В последние годы набирает силу художественная проза, которая уже не столь непосредственно опирается на историю, и это свидетельствует о том, что акценты смещаются с регистрации фактов прошлого на их художественное осмысление, с признания бессилия человека перед катаклизмами истории на судьбы народа, увиденные в более крупных закономерностях. Одно из таких произведений — основанный на исторических источниках роман В. Румниекса и А. Миглы «Куршские викинги» (1998), в котором картина древней истории латышей включена в повествование со стремительно развивающимся сюжетом и почти кинематографичной образностью. Мир IX века, схватки куршей с датчанами, шведами, жмудинами, обостренное чувство жизненного предназначения человека и захватывающий героизм событий — все это живет на страницах книги, рассказывающей о малоизвестных эпизодах становления латышской нации, многим знакомых лишь по фразе, звучавшей в устах иноземцев тех времен: «Боже, спаси нас от чумы и от куршей!» Большая удача авторов — способность сбалансировать историческую фактуру с психологическими нюансами. Яркий, самобытный язык — закономерная составляющая изображаемого мира наряду с первозданностью природы. Дыхание неприглаженных инстинктов и эмоций, где нежность и грубость сосуществуют, даже теряя четкое разграничение, создает впечатление истинности.
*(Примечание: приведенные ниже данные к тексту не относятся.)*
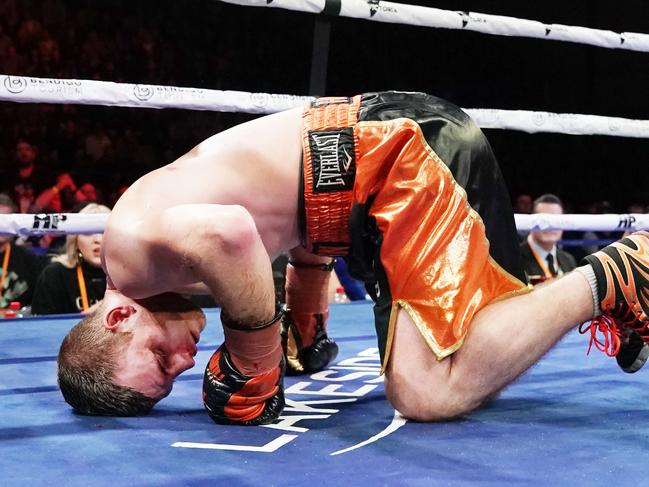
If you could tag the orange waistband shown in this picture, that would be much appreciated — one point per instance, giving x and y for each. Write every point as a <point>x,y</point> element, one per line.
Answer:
<point>329,153</point>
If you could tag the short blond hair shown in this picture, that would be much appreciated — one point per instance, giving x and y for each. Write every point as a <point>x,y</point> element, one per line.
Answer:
<point>86,366</point>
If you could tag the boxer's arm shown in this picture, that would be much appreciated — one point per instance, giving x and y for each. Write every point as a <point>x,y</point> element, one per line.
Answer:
<point>219,246</point>
<point>195,288</point>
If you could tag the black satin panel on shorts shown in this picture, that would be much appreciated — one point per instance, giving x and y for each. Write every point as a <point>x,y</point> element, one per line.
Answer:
<point>462,146</point>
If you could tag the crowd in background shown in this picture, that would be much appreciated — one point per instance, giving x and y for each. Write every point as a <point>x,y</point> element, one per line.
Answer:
<point>54,158</point>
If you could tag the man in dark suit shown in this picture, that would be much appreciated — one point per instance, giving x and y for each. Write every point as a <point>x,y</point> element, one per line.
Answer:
<point>542,258</point>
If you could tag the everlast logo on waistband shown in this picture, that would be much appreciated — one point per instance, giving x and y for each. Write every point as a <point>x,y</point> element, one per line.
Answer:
<point>333,160</point>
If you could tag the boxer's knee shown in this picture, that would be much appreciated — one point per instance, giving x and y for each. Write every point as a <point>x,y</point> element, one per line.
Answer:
<point>428,398</point>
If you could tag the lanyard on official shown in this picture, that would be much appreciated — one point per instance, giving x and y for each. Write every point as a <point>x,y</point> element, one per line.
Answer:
<point>5,265</point>
<point>82,288</point>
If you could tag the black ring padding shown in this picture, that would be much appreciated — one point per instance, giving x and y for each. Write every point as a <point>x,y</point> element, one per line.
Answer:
<point>228,322</point>
<point>332,7</point>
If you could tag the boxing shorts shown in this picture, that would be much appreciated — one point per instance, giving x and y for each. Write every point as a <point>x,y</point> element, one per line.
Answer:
<point>407,188</point>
Интересный аспект контактов латышского народа с другими нациями обозначен в романе А. Заране «Запал» (1997), рассказывающем о взаимоотношениях латгальцев конца XIX — начала XX в. с поляками, которые издавна населяли Латгалию, юго-восточный край Латвии. Различия в бытовых традициях и мировосприятии и взаимная лояльность порождают еще одну форму миропорядка — поле соучастия, равноправия, взаимопонимания в материальном, а также духовном пространстве.
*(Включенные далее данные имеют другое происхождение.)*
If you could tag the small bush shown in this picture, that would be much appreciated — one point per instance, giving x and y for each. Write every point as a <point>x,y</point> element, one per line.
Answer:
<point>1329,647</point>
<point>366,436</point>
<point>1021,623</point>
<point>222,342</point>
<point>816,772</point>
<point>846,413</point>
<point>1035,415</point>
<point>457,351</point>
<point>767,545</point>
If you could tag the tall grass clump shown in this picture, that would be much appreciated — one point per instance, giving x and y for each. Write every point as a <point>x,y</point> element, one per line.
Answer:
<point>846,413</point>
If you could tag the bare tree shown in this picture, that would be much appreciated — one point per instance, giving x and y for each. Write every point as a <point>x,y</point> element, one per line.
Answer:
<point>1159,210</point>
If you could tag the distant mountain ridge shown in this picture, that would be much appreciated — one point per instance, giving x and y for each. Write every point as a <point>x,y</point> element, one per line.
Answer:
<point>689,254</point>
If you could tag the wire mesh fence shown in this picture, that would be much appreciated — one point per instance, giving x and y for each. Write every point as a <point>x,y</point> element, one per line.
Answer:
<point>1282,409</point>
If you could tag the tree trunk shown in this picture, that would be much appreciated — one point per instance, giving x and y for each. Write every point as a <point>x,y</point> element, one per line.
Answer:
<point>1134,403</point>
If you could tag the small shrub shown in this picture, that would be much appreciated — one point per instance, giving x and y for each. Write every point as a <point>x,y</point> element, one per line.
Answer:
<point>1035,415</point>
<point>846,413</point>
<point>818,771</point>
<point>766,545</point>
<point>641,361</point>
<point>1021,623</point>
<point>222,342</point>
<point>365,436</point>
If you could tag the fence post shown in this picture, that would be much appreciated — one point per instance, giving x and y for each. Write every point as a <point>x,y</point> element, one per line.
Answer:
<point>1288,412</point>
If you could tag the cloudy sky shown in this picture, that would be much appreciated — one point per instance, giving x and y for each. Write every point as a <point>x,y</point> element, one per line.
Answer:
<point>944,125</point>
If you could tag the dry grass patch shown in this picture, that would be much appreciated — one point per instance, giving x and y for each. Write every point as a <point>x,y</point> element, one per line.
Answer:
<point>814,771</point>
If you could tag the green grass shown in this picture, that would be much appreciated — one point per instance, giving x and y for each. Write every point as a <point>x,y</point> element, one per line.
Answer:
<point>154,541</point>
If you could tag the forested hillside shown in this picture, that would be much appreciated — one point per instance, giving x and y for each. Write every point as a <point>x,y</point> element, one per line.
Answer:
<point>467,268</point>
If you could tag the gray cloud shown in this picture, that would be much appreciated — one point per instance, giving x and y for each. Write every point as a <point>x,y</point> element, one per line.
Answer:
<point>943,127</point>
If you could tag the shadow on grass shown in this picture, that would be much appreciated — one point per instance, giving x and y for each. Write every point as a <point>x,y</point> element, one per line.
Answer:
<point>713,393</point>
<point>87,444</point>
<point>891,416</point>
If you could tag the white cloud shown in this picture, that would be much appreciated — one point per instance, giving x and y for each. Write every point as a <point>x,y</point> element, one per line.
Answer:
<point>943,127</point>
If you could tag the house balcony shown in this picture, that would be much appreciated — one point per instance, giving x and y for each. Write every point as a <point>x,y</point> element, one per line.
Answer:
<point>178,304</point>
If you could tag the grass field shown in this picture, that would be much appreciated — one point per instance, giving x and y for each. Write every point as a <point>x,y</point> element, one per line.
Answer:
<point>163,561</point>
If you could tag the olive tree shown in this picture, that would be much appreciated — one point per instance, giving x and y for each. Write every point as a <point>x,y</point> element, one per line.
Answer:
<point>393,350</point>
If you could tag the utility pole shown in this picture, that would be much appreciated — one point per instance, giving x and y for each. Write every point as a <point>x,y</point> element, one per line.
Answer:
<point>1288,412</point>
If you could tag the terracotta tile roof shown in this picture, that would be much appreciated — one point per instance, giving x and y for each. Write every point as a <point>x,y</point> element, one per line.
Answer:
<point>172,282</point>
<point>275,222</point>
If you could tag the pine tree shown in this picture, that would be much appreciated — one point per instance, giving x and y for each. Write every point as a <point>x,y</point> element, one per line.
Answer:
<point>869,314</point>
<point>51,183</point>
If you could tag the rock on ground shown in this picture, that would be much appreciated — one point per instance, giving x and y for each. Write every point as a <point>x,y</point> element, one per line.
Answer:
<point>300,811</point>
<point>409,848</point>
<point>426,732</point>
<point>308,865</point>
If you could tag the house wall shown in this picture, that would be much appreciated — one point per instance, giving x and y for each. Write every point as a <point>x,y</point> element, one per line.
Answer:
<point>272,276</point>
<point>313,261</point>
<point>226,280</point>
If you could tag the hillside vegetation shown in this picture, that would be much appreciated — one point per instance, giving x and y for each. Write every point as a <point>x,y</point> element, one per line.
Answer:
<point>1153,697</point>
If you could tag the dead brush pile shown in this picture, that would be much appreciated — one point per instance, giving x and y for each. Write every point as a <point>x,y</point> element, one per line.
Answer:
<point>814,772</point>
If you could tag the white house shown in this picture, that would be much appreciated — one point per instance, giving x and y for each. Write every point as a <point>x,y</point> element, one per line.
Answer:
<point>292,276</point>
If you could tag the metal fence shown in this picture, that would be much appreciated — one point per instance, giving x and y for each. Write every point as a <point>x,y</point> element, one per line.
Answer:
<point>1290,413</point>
Другую модель самоощущения латыша предлагает А. Бэлс в романе «Латышский лабиринт» (1998), книга в хронологическом, понятийном и идейном плане продолжает два предыдущих романа автора — «Облитые солнцем» (1995) и «Черная мета» (1996). Все они говорят о чувстве безысходности вкупе с глобальным осмыслением мира в сознании латышского народа, начиная с 40-х гг. XX в., однако «Латышский лабиринт» в большей мере проникнут безысходностью, поскольку называет жизнь человека существованием в социальном и даже космическом лабиринте, и все же воспринимается оптимистично, так как в его центре — личность, осознающая в тяжкую минуту и чужую, и свою вину и обреченность, но не сломленная. Эти три романа А. Бэлса, модернистски напряженные и философски насыщенные, говорят о самом существенном в Латвии второй половины XX в., сохраняя характерные для автора особенности писательского почерка: своеобразное восприятие среды, фиксацию тончайших подвижек в подсознании героев и в то же время лаконичное до конспективной плотности повествование.
О том же самом — о трагике столетия, но отраженной в сознании латышки, живущей вне Латвии, рассказывает М. Гутмане в книге «Письма матери» (1998). Это эссе о физической и духовной отторженности от родины, когда исчезают границы между желаемым и воображаемым, между отрешенностью и мечтой, бывшим и невозможным. Единственной стабильной ценностью в мире становится субъект книги — чувствительная, ищущая самовыражения в слове душа, поскольку человек телесно и духовно разлучен с территорией, которая и есть его родина, и он не знает ничего другого, кроме своей души. Родина — это зов неизведанного мира, немотивированное, но неизбывное ощущение причастности и отчаяние от непреодолимости границ.